La questione del socialismo era solo stata posta in Russia. Non poteva essere risolta in Russia.

In occasione del Terzo Congresso dei Soviet nel gennaio 1918 Lenin affermò:

La vittoria finale del socialismo in un unico Paese è, naturalmente, impossibile. Il nostro contingente di operai e contadini che sostanzia il potere dei soviet è uno dei contingenti della più grande armata mondiale. (8)

E in marzo, ai tempi del trattato di Brest-Litovsk ripeté:

È assolutamente vero che senza una rivoluzione tedesca siamo perduti. (9)

Nelle sue Tesi d'Aprile del 1917 Lenin aveva sostenuto l'esigenza di una nuova Internazionale che sostituisse la Seconda, schiacciata dall'imperialismo nell'agosto 1914. La guerra stessa cominciò a materializzare le basi per questa Internazionale, in quanto gli operai e gli ex-socialdemocratici intensificarono la resistenza ai propri governi.

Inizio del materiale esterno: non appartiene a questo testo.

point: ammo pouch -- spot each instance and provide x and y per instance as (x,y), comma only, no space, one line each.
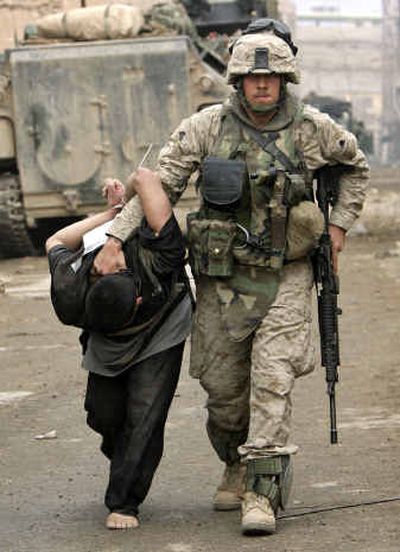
(295,189)
(210,245)
(222,182)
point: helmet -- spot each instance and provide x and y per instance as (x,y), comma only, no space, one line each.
(262,52)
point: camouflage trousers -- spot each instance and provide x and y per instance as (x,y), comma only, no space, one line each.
(249,383)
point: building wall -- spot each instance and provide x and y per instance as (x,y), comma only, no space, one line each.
(342,56)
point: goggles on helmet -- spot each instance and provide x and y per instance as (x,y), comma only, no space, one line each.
(277,27)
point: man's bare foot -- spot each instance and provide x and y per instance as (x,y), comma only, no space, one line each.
(121,521)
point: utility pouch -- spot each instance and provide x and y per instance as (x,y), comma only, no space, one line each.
(210,246)
(222,182)
(295,189)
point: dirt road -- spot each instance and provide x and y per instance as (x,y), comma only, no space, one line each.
(346,498)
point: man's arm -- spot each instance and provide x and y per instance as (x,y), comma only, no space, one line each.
(178,159)
(71,236)
(156,208)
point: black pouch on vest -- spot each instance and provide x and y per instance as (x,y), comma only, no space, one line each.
(222,182)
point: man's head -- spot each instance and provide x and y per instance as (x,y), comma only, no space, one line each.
(262,62)
(111,302)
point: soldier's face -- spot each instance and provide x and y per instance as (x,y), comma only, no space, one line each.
(261,90)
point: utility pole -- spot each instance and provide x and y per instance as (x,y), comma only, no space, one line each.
(391,82)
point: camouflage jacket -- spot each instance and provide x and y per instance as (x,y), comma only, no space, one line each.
(317,137)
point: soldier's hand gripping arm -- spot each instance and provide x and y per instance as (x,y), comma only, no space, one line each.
(71,236)
(178,159)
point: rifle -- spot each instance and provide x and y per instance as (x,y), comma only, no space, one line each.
(327,286)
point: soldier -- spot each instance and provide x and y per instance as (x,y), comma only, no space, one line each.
(250,245)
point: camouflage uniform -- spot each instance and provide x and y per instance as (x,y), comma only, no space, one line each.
(252,331)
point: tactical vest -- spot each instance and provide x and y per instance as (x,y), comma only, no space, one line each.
(248,183)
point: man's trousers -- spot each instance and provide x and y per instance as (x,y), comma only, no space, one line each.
(129,411)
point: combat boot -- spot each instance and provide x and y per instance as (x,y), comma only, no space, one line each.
(268,483)
(230,492)
(258,517)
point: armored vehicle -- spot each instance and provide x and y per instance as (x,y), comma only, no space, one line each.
(75,110)
(342,112)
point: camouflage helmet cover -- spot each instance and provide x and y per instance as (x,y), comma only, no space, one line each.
(274,56)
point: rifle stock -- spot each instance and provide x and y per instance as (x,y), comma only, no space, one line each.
(327,285)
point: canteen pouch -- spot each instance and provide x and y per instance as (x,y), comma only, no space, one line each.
(210,246)
(222,182)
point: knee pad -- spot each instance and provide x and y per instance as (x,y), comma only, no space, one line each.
(271,477)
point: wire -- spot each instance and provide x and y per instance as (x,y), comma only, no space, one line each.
(317,510)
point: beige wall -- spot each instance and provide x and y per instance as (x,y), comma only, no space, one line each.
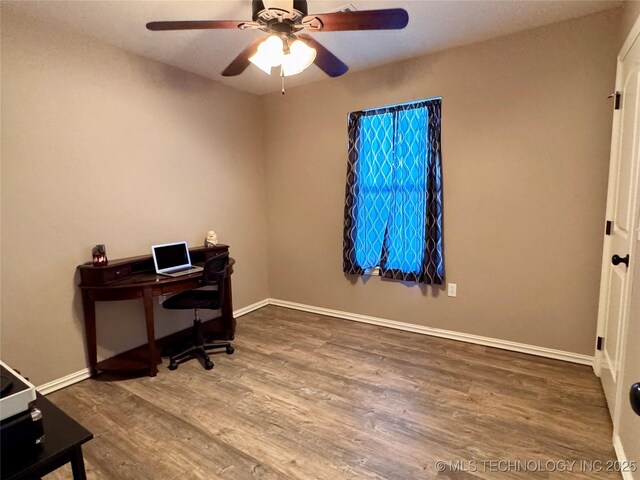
(100,146)
(526,131)
(629,13)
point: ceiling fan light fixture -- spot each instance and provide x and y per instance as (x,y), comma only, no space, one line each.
(300,56)
(269,54)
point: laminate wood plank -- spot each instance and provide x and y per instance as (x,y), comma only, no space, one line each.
(313,397)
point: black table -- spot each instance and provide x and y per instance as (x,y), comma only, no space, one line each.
(63,439)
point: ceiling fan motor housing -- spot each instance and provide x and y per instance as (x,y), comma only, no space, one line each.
(299,10)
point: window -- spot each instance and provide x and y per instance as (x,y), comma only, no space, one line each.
(393,205)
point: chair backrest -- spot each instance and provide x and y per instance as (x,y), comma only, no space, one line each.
(215,273)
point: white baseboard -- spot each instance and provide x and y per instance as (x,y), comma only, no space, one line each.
(250,308)
(80,375)
(437,332)
(52,386)
(622,458)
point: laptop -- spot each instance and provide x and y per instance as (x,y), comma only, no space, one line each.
(172,259)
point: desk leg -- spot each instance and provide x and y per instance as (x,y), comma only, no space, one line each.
(151,334)
(89,309)
(77,464)
(227,310)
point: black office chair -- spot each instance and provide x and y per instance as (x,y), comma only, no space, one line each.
(214,273)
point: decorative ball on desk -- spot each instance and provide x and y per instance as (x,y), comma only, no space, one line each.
(211,240)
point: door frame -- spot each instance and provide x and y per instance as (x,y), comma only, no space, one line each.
(632,38)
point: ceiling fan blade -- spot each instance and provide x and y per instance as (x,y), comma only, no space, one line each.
(325,60)
(241,62)
(194,25)
(387,19)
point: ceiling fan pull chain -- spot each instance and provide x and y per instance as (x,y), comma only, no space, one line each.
(282,77)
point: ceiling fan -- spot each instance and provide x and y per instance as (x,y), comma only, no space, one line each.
(287,46)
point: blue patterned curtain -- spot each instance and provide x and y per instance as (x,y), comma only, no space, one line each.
(393,207)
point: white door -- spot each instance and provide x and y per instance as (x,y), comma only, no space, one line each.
(622,205)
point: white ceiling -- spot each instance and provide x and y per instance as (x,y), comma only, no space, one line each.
(433,26)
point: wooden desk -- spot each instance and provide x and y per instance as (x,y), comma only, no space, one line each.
(135,277)
(63,440)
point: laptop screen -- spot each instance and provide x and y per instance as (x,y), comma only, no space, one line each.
(170,256)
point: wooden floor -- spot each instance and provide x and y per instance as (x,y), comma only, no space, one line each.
(313,397)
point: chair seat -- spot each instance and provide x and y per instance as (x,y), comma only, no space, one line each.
(193,299)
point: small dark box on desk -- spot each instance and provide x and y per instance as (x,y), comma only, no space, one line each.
(21,429)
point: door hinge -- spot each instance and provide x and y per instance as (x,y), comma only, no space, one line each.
(616,102)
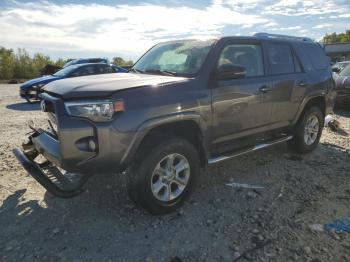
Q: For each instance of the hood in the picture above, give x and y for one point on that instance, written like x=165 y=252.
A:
x=342 y=81
x=39 y=80
x=106 y=84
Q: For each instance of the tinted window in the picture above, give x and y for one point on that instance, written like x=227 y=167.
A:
x=84 y=71
x=103 y=69
x=297 y=66
x=316 y=55
x=248 y=56
x=280 y=59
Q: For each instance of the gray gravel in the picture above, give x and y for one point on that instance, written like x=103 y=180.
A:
x=218 y=223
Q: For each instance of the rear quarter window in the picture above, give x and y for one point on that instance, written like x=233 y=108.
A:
x=316 y=56
x=280 y=59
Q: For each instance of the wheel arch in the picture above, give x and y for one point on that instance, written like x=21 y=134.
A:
x=185 y=125
x=316 y=100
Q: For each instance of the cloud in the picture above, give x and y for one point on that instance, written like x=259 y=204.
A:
x=130 y=29
x=123 y=28
x=322 y=26
x=307 y=8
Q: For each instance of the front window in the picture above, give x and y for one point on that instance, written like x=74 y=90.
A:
x=184 y=57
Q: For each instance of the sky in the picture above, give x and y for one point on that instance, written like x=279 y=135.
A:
x=109 y=28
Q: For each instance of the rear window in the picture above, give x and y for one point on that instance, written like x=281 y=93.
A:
x=316 y=56
x=280 y=58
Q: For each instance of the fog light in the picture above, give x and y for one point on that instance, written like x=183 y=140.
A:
x=92 y=145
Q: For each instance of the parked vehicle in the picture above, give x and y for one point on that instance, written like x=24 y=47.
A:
x=86 y=61
x=31 y=89
x=186 y=104
x=338 y=67
x=343 y=87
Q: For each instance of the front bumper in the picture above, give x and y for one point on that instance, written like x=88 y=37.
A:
x=46 y=174
x=343 y=97
x=68 y=145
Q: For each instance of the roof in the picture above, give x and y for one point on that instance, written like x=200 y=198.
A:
x=338 y=48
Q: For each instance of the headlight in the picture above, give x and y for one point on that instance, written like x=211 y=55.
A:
x=38 y=86
x=98 y=111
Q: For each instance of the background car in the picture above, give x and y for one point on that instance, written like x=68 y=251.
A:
x=31 y=89
x=86 y=60
x=343 y=87
x=338 y=67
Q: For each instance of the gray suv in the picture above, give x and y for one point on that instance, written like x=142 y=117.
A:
x=184 y=105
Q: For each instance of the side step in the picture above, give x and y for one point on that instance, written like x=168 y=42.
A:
x=217 y=159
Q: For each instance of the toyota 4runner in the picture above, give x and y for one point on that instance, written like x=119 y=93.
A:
x=183 y=105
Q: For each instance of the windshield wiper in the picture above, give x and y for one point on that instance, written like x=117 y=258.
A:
x=162 y=72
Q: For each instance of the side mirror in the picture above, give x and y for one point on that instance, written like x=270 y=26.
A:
x=336 y=69
x=230 y=72
x=75 y=74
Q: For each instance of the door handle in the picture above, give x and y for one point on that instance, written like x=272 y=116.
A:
x=265 y=89
x=302 y=83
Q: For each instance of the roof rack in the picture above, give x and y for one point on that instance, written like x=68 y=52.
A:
x=267 y=35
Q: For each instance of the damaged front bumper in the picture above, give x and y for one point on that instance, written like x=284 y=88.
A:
x=47 y=174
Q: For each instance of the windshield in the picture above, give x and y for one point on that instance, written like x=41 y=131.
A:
x=345 y=71
x=175 y=58
x=65 y=71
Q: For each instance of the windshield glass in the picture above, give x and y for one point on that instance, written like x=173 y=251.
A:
x=65 y=71
x=345 y=71
x=177 y=57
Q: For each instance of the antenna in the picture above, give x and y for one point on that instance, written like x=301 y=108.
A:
x=267 y=35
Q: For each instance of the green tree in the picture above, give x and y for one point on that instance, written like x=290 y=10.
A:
x=336 y=38
x=7 y=63
x=118 y=61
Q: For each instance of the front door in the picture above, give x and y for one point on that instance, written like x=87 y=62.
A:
x=239 y=106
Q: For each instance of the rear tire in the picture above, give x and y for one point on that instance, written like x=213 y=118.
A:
x=164 y=175
x=308 y=131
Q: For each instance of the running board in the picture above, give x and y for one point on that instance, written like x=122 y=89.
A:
x=248 y=150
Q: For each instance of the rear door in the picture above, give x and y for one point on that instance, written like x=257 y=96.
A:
x=288 y=82
x=239 y=107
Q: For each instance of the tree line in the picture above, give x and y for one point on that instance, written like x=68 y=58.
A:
x=21 y=65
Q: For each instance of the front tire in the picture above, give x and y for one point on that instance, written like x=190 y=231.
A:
x=308 y=131
x=32 y=95
x=163 y=176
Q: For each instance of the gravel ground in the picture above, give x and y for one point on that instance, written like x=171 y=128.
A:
x=218 y=223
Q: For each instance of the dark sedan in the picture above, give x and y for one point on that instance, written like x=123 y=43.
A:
x=343 y=87
x=31 y=89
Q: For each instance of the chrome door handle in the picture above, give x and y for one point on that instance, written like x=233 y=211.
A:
x=265 y=89
x=302 y=83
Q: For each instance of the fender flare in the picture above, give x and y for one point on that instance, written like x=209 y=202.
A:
x=305 y=101
x=150 y=124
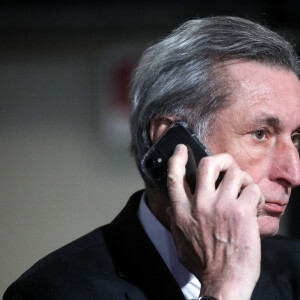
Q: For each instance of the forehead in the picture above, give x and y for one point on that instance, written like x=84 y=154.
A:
x=258 y=89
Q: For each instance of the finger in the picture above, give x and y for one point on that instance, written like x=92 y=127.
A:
x=234 y=180
x=176 y=176
x=209 y=170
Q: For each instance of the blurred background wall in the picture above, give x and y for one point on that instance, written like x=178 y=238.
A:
x=65 y=166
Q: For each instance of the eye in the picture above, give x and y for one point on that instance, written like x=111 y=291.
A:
x=259 y=134
x=296 y=139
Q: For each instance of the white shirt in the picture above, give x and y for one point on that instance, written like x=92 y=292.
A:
x=164 y=244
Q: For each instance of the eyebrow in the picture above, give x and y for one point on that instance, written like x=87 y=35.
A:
x=271 y=121
x=268 y=119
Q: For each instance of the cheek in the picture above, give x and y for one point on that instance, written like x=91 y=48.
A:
x=253 y=161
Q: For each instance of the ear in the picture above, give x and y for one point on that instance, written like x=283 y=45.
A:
x=159 y=125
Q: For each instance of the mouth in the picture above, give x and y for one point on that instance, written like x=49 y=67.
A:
x=275 y=207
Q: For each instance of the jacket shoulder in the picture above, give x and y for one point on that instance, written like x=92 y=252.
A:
x=82 y=269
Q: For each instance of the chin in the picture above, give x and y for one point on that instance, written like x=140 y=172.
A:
x=268 y=226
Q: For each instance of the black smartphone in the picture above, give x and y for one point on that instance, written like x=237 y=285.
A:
x=154 y=163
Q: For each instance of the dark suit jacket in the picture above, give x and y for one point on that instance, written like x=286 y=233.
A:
x=118 y=261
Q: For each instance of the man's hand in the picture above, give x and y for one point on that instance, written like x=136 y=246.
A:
x=216 y=230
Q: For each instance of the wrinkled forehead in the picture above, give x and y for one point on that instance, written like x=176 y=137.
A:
x=261 y=92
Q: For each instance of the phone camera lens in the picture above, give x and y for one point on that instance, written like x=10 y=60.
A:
x=149 y=163
x=158 y=173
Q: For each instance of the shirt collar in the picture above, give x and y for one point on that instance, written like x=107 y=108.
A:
x=162 y=240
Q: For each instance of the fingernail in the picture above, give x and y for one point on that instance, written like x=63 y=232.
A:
x=178 y=148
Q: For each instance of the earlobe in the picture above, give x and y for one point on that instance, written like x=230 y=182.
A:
x=159 y=125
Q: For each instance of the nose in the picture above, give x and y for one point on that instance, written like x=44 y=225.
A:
x=286 y=165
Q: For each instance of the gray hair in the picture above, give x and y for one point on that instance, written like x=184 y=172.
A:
x=182 y=74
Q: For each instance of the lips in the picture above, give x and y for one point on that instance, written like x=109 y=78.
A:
x=275 y=207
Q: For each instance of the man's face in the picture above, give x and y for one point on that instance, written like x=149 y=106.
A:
x=261 y=130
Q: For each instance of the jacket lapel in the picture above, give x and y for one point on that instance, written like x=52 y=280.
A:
x=135 y=256
x=270 y=285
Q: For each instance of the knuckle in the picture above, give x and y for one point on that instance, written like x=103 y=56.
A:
x=254 y=190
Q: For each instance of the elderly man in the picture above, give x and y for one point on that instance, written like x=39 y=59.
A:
x=236 y=84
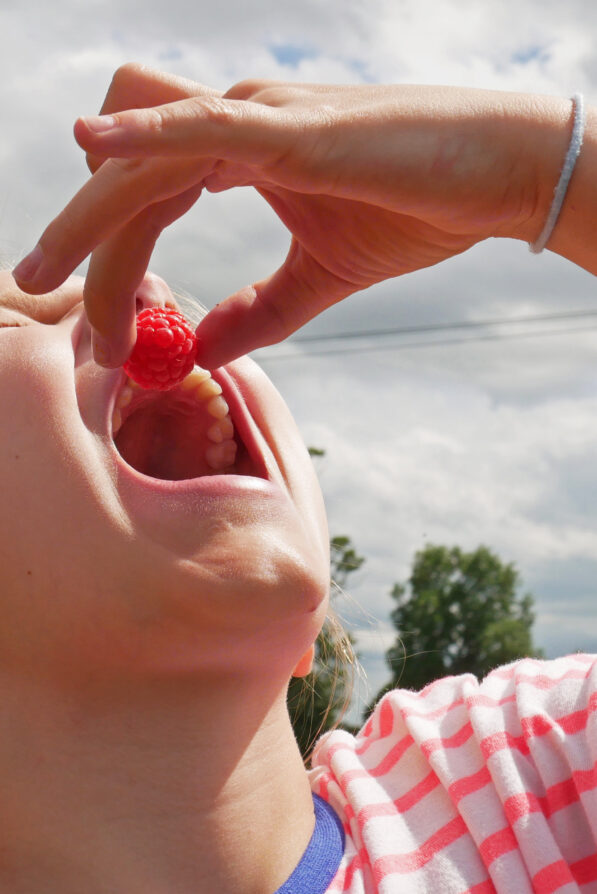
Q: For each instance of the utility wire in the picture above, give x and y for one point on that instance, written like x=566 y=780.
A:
x=433 y=327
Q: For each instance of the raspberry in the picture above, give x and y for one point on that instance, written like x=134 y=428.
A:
x=164 y=353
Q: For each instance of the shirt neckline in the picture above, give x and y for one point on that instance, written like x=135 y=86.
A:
x=320 y=861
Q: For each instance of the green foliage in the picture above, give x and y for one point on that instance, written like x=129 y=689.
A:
x=316 y=701
x=461 y=613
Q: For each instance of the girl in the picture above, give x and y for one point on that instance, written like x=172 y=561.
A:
x=146 y=745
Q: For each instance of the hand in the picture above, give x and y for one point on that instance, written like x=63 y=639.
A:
x=372 y=182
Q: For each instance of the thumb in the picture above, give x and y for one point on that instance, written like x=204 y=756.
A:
x=268 y=311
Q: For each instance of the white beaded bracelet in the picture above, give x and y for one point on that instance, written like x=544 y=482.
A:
x=578 y=131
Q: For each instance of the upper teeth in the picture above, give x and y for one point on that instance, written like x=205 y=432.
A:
x=205 y=390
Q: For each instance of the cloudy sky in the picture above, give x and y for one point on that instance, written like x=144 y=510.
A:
x=454 y=434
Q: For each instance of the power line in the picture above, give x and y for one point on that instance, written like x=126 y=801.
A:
x=433 y=327
x=459 y=324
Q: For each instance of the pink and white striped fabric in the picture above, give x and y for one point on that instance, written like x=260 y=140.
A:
x=471 y=788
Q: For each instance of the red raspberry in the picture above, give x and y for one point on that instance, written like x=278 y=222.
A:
x=164 y=353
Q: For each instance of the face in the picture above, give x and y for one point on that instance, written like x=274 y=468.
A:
x=131 y=540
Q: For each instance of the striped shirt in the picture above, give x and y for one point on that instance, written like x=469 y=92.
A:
x=469 y=787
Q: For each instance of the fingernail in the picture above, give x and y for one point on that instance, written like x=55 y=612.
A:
x=102 y=350
x=100 y=123
x=28 y=267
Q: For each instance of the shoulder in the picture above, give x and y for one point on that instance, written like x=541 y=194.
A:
x=490 y=773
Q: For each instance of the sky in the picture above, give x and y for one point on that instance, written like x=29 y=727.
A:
x=451 y=434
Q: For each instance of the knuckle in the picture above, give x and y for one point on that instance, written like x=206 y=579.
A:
x=217 y=109
x=248 y=88
x=125 y=166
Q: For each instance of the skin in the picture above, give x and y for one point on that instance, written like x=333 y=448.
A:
x=143 y=673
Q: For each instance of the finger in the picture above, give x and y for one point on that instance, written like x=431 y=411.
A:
x=136 y=86
x=205 y=125
x=267 y=312
x=115 y=195
x=117 y=270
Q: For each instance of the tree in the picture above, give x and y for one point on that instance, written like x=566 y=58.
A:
x=461 y=613
x=314 y=702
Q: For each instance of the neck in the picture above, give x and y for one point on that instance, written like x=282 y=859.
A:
x=160 y=786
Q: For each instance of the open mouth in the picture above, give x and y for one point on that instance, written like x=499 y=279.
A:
x=180 y=434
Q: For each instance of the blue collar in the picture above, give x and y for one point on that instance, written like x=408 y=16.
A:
x=320 y=862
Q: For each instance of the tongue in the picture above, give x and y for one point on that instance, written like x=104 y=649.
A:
x=164 y=445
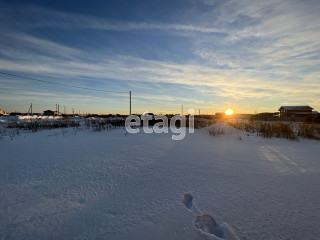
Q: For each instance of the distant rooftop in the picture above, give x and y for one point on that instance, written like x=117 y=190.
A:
x=305 y=107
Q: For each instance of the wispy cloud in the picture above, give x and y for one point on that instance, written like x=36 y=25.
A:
x=266 y=51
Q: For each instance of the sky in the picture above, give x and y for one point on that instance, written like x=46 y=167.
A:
x=251 y=56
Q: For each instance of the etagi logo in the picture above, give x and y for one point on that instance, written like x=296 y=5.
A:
x=161 y=124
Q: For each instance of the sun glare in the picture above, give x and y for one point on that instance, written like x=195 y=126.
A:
x=229 y=112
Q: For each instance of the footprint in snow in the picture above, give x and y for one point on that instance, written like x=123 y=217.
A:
x=206 y=223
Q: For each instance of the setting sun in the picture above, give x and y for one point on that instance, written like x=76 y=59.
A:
x=229 y=112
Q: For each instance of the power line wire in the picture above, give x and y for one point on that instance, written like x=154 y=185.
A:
x=61 y=84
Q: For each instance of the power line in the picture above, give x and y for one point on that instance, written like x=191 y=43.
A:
x=61 y=84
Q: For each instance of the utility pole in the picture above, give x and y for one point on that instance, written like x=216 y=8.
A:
x=30 y=109
x=130 y=101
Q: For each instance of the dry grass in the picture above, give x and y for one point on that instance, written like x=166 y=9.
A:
x=289 y=130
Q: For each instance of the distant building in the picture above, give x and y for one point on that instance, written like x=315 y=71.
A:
x=295 y=111
x=48 y=113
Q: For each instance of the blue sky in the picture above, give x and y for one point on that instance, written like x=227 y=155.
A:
x=252 y=56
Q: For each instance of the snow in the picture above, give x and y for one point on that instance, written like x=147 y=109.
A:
x=78 y=184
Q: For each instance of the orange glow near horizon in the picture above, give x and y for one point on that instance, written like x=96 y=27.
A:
x=228 y=112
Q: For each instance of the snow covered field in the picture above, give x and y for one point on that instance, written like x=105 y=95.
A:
x=67 y=184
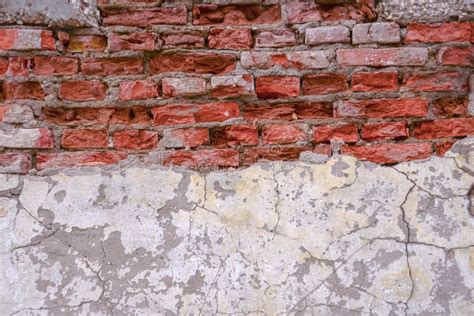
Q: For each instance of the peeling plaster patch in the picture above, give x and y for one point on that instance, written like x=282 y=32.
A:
x=339 y=237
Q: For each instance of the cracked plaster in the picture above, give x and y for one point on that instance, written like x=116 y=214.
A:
x=341 y=237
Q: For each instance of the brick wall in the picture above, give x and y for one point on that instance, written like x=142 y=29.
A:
x=208 y=86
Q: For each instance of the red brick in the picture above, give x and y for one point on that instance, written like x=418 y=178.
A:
x=84 y=138
x=86 y=43
x=375 y=81
x=345 y=132
x=112 y=66
x=204 y=158
x=78 y=159
x=442 y=148
x=77 y=116
x=232 y=86
x=389 y=153
x=384 y=130
x=135 y=140
x=303 y=12
x=142 y=18
x=184 y=87
x=28 y=90
x=296 y=59
x=83 y=90
x=3 y=65
x=194 y=113
x=381 y=57
x=381 y=108
x=26 y=39
x=252 y=155
x=444 y=128
x=458 y=56
x=19 y=66
x=275 y=38
x=60 y=66
x=220 y=38
x=131 y=41
x=327 y=34
x=138 y=90
x=235 y=14
x=193 y=62
x=234 y=135
x=186 y=39
x=448 y=106
x=324 y=83
x=436 y=81
x=438 y=32
x=283 y=133
x=15 y=163
x=186 y=137
x=277 y=87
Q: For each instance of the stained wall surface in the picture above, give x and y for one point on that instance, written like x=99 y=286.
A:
x=236 y=157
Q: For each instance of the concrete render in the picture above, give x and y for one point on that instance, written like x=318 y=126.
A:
x=342 y=237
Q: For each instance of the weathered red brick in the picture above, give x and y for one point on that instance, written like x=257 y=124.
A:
x=78 y=159
x=138 y=90
x=381 y=33
x=252 y=155
x=232 y=86
x=296 y=59
x=15 y=163
x=184 y=87
x=135 y=140
x=458 y=56
x=83 y=90
x=28 y=90
x=448 y=106
x=277 y=87
x=303 y=12
x=389 y=153
x=142 y=18
x=444 y=128
x=40 y=138
x=275 y=38
x=59 y=66
x=184 y=39
x=341 y=132
x=185 y=137
x=19 y=66
x=324 y=83
x=224 y=38
x=235 y=14
x=436 y=81
x=84 y=138
x=385 y=130
x=327 y=34
x=112 y=66
x=26 y=39
x=234 y=135
x=193 y=62
x=131 y=41
x=283 y=133
x=375 y=81
x=438 y=32
x=381 y=57
x=3 y=65
x=381 y=108
x=194 y=113
x=203 y=158
x=86 y=43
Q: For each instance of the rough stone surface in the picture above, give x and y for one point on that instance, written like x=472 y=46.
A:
x=340 y=237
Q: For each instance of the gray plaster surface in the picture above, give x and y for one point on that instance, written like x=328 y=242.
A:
x=341 y=237
x=77 y=13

La fine della Prima Guerra Mondiale fu sollecitata dagli scioperi di Vienna, Amburgo, Brema e altre città tedesche. Quando la notizia delle insurrezioni di Vienna raggiunse Mosca, Radek, uno dei leader bolscevichi, registrò così le dimostrazioni spontanee originatesi davanti al Cremlino.

Non ho mai visto niente del genere. Operai, uomini e donne, e soldati dell'Armata Rossa marciarono fino a tarda sera. La Rivoluzione mondiale era arrivata. Quelle masse di gente stavano ascoltando il suo passo di acciaio. Il nostro isolamento era finito. (10)

Questo era un po' prematuro. Sebbene molti operai ed ex-soldati d'Europa avessero cominciato ad aderire all'idea del soviet, nella maggior parte dei Paesi ciò non aveva ancora preso la forma di nuovi partiti comunisti. Persino in un Paese come la Germania i rivoluzionari non erano riusciti a distinguersi chiaramente dai Socialisti social-sciovinisti. Nonostante che la Luxemburg e Liebknecht avessero costituito la Lega di Spartaco, rimasero all'interno del centrista USPD tedesco (che includeva Kautsky e Bernstein) nel timore dell'isolamento dalla massa della classe. Questo non fece che confondere gli operai ed isolare gli Spartakisti da gruppi minori, ma politicamente chiari, come la Sinistra di Brema e i Socialisti Internazionali (IKD). Dato che, per di più, i Social Democratici non si opponevano apertamente ai soviet, ma operavano dietro le quinte per distruggerli, gli Spartakisti non erano considerati come i soli sostenitori dei consigli operai, (come fu il caso dei Bolscevichi in Russia). Se riprendiamo la citazione iniziale di Victor Serge, la grande mistificazione della borghesia dell'Europa Occidentale, che incorporava i cosiddetti socialisti nella propria difesa, fu un fattore determinante per l'arresto dell'espansione della rivoluzione in Germania e oltre.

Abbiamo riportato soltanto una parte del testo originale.